Старик поднялся, пепельный от испуга, но по‑прежнему спокойный. Он еще чувствовал на затылке холодное прикосновение топора. Но разве мало раз смотрел старый капрал смерти в глаза? Он поднял руку к шее, ловя косу. Но ее не было. Коса была отрублена на удивление ловко – под самый затылок. И, поеживаясь от холода в непривычно голом затылке, старик вдруг засмеялся:
– Ловко сбрил! Ай да царский полковник! Рука у тебя верная и меткая, ничего не скажешь.
– Жалеешь, чай, свою косу?
– А чего ее жалеть? Букля не пуля, коса не штык.
– Наш батюшка‑царь не любит долгих кос. Это бабам только носить. – Хлопуша бросил к ногам капрала его обрубленную косу. – И выходит, старый хрыч, что я сам тебя в вольные казаки поверстал. Отвечай, будешь царю верой‑правдой служить?
Капрал посмотрел на косу, валявшуюся у его ног, отодвинул ее носком сапога и сказал весело, с молодым задором:
– Освободил ты меня от моей присяги. Расстриг из царицыных капралов. Ладно, коли так, куда мир, туда и я. Рад ему, государю, послужить!

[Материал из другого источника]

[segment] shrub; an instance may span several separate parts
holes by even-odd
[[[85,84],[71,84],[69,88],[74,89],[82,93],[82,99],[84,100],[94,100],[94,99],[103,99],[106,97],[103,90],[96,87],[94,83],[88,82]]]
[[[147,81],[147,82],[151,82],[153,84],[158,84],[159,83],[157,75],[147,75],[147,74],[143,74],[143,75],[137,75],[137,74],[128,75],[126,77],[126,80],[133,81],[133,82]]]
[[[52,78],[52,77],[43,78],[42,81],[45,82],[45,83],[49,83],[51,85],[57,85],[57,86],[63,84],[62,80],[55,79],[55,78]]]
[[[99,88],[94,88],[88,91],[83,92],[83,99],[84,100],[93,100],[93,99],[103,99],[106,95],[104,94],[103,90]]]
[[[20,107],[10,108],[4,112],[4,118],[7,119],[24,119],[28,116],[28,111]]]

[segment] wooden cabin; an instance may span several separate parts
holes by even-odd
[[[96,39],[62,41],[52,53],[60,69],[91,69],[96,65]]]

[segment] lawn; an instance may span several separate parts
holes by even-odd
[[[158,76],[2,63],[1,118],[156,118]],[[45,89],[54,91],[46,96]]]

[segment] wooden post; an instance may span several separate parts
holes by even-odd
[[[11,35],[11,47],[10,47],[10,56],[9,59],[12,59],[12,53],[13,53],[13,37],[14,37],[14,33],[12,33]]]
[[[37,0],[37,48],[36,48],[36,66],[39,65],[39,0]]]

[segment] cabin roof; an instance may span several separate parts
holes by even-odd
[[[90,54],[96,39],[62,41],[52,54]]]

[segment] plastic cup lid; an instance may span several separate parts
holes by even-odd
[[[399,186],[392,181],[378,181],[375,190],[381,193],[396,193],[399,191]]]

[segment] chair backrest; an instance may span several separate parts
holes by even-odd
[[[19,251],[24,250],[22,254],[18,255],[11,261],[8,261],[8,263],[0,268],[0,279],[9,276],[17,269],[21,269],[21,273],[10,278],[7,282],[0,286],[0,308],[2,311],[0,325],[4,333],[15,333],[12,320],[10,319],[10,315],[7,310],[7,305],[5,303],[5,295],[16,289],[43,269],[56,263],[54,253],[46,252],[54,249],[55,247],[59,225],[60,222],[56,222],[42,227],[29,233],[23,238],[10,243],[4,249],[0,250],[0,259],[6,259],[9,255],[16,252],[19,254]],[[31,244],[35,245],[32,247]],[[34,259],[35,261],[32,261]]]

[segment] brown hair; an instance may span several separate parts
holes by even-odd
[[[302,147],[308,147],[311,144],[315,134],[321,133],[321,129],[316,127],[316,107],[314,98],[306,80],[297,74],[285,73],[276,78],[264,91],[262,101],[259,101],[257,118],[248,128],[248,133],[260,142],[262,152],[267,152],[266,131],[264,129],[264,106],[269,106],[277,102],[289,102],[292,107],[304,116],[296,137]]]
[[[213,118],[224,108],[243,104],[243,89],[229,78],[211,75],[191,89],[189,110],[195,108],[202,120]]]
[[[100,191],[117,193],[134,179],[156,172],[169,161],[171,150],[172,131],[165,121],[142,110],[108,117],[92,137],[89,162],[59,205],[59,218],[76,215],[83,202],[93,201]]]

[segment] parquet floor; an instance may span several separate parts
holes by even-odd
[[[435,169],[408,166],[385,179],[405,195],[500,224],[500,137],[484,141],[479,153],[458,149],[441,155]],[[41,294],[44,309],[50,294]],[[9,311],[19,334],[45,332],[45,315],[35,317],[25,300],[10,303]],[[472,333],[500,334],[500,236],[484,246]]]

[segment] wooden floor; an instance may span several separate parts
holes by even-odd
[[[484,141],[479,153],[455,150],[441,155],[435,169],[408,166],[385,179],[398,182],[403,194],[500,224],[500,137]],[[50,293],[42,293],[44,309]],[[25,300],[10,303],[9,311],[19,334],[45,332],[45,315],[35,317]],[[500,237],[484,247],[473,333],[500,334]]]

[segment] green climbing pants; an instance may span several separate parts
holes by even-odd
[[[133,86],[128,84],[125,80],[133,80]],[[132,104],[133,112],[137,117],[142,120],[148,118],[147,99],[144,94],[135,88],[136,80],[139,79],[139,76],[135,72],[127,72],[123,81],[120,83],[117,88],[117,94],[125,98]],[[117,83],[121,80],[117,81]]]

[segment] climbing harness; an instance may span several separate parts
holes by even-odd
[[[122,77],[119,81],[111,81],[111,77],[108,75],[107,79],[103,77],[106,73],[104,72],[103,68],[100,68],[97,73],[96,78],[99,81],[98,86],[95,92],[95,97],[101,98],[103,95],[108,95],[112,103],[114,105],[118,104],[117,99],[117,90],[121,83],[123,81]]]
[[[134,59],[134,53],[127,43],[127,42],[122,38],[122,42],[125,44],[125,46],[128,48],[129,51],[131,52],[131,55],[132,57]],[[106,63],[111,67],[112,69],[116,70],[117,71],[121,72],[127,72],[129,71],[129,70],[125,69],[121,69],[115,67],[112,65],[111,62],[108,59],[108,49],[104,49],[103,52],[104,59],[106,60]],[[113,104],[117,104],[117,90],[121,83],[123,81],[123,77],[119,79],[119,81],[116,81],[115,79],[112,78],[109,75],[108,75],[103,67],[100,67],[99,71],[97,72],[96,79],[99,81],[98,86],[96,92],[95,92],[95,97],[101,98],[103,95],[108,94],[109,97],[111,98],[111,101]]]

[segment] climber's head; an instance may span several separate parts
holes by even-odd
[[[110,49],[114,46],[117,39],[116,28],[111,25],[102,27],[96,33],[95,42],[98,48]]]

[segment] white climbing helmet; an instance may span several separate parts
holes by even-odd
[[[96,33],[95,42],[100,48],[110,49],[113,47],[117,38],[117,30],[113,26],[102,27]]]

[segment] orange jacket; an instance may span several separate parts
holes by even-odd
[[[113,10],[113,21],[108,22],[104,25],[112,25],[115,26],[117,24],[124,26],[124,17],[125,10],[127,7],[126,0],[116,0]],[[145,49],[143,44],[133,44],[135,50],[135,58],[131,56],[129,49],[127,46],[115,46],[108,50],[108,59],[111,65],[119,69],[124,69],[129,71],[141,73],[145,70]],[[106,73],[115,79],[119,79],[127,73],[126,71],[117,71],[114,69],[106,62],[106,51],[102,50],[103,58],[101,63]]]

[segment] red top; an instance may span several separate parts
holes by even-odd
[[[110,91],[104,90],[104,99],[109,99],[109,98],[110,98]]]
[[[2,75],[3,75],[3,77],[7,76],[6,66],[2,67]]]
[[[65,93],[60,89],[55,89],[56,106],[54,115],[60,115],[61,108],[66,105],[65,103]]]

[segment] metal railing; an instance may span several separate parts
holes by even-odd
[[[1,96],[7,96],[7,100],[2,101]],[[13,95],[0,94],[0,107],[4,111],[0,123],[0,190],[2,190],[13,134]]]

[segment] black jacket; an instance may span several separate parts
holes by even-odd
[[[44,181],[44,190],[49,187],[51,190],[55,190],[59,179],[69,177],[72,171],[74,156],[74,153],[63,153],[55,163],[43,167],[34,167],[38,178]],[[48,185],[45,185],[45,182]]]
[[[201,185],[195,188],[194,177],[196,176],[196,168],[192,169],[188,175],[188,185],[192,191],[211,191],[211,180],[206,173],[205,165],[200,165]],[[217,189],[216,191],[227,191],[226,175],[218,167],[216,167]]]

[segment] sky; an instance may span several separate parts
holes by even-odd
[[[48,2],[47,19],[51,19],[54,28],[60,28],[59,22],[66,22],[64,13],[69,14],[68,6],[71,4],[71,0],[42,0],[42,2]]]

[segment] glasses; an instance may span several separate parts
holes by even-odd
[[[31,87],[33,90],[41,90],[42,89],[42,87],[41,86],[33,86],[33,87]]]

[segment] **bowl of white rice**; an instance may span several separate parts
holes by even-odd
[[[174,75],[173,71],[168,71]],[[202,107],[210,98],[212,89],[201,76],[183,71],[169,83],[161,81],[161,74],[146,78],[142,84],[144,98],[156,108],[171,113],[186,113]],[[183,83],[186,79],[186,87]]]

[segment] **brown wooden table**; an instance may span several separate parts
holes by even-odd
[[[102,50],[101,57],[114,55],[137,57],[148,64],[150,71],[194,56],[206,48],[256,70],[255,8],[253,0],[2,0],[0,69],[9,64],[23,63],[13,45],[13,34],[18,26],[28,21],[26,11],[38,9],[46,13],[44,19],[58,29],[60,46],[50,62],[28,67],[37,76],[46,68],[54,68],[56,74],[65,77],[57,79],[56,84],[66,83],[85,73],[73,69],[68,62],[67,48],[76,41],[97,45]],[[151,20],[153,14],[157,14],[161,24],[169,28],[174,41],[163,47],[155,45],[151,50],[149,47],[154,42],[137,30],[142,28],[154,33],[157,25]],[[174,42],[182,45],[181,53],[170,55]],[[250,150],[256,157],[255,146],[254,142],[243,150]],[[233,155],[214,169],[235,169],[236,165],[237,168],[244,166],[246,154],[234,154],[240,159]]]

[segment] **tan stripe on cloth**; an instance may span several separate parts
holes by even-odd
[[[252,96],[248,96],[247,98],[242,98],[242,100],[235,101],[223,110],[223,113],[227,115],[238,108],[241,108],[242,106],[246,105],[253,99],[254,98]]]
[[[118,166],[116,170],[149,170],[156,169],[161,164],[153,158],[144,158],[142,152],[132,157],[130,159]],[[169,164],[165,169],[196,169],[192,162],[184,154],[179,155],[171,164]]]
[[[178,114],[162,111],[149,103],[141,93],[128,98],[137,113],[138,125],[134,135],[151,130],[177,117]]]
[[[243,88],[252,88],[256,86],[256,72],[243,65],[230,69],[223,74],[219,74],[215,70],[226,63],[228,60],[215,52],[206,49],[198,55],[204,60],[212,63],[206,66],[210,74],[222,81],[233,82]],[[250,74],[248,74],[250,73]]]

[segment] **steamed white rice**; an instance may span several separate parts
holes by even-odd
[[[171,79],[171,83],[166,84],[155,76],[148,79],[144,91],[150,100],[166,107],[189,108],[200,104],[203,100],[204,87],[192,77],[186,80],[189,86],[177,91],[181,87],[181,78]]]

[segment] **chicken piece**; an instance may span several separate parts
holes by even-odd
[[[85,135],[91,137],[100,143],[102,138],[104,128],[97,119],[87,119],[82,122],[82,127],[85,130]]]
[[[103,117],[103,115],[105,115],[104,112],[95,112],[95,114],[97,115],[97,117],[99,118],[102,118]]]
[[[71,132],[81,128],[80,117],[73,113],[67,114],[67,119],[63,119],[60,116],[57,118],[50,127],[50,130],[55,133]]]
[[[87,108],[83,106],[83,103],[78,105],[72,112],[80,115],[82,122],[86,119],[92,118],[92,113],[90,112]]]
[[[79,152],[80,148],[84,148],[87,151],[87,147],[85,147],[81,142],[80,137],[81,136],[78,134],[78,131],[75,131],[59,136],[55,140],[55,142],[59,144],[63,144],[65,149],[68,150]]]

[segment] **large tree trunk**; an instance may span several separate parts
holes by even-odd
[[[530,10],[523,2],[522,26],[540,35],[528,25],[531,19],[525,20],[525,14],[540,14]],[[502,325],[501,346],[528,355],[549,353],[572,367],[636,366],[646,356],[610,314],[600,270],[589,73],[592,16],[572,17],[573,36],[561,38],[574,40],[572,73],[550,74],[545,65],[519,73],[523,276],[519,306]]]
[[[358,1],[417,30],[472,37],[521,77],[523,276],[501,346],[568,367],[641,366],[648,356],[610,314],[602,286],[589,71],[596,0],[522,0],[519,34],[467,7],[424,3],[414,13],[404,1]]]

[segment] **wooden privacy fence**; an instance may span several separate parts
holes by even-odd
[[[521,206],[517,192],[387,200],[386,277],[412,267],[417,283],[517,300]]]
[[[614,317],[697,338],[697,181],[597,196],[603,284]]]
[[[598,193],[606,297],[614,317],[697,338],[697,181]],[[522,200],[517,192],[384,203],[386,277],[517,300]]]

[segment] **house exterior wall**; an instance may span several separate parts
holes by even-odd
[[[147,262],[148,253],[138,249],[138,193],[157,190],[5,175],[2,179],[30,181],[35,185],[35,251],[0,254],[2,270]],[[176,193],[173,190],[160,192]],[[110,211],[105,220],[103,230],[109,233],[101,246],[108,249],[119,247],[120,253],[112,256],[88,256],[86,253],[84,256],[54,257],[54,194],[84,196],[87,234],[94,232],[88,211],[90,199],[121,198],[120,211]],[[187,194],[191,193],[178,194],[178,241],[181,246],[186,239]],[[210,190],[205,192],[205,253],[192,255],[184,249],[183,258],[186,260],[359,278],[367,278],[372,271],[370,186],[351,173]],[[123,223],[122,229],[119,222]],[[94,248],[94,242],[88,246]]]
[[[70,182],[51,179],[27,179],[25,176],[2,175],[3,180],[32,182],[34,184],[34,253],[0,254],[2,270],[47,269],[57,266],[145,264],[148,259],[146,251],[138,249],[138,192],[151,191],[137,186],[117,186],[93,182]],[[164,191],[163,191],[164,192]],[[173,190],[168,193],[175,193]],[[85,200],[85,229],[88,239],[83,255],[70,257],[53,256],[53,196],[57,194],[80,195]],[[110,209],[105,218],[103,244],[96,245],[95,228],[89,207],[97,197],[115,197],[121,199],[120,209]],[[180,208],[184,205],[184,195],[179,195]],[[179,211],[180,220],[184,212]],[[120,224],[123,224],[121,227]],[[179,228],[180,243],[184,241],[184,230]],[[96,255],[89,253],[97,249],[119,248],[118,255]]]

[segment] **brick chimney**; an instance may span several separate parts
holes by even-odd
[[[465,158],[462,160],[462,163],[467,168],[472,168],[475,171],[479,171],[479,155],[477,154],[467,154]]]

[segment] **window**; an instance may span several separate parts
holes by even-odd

– Служи верно и не пожалеешь. У нашего надежи‑государя простому капралу не диво и до генерала, а то и хвельдмаршала дослужиться. Вот так‑то! Ступай, служба.
Старик сделал лихо поворот налево и зашагал к иконе, принимать новую присягу.
Хлопуша снова сел в кресло и, указывая на Агапыча, сказал:
– Теперь давай того зловреда.
Державшие Агапыча работные дали ему тычок и шею, он побежал и повалился в ноги Хлопуши.
– Я тебе, сукин сын, не икона, чтоб на колени передо мной становиться, – бросил зло пугачевский полковник и заговорил медленно и тихо:
– Дознались мы от твоего пронырца и ушника Петьки Толоконникова, что ты, подлюга, против государева дела злоумышлял, письма мои управителю передавал, верного царева слугу, моего есаула Павлуху Жженого убить хотел и подбил управителя вытребовать солдат на завод. Правда, аль нет? Отвечай не мне, а всему миру!
Обычно глухой, чуть шепелявый голос Хлопуши сейчас гремел на весь шихтплац. Его слышали в самых последних рядах.
Агапыч молчал, опустив глаза в землю. Он тщательно вытирал красным платком пот, и на морозе ручьями катившийся по его заросшему седой щетиной сморщенному личику.
– Что, аль язык отсох? – Хлопуша наклонился низко к нему. – Ну, ухвостье барское, за дела свои какой награды ждешь?
Приказчик поднял голову. Колючие его глазки налились мутью, словно от внезапного хмеля. Он повел ими по толпе, вымаливая хоть одно слово участия, защиты, оправдания. Но люди угрюмо молчали, и в молчанье этом приказчик разгадал тяжелую и холодную злобу. Он снова опустил голову, хотел что‑то сказать, но ставшие непослушными губы и язык не смогли сбросить ни слова.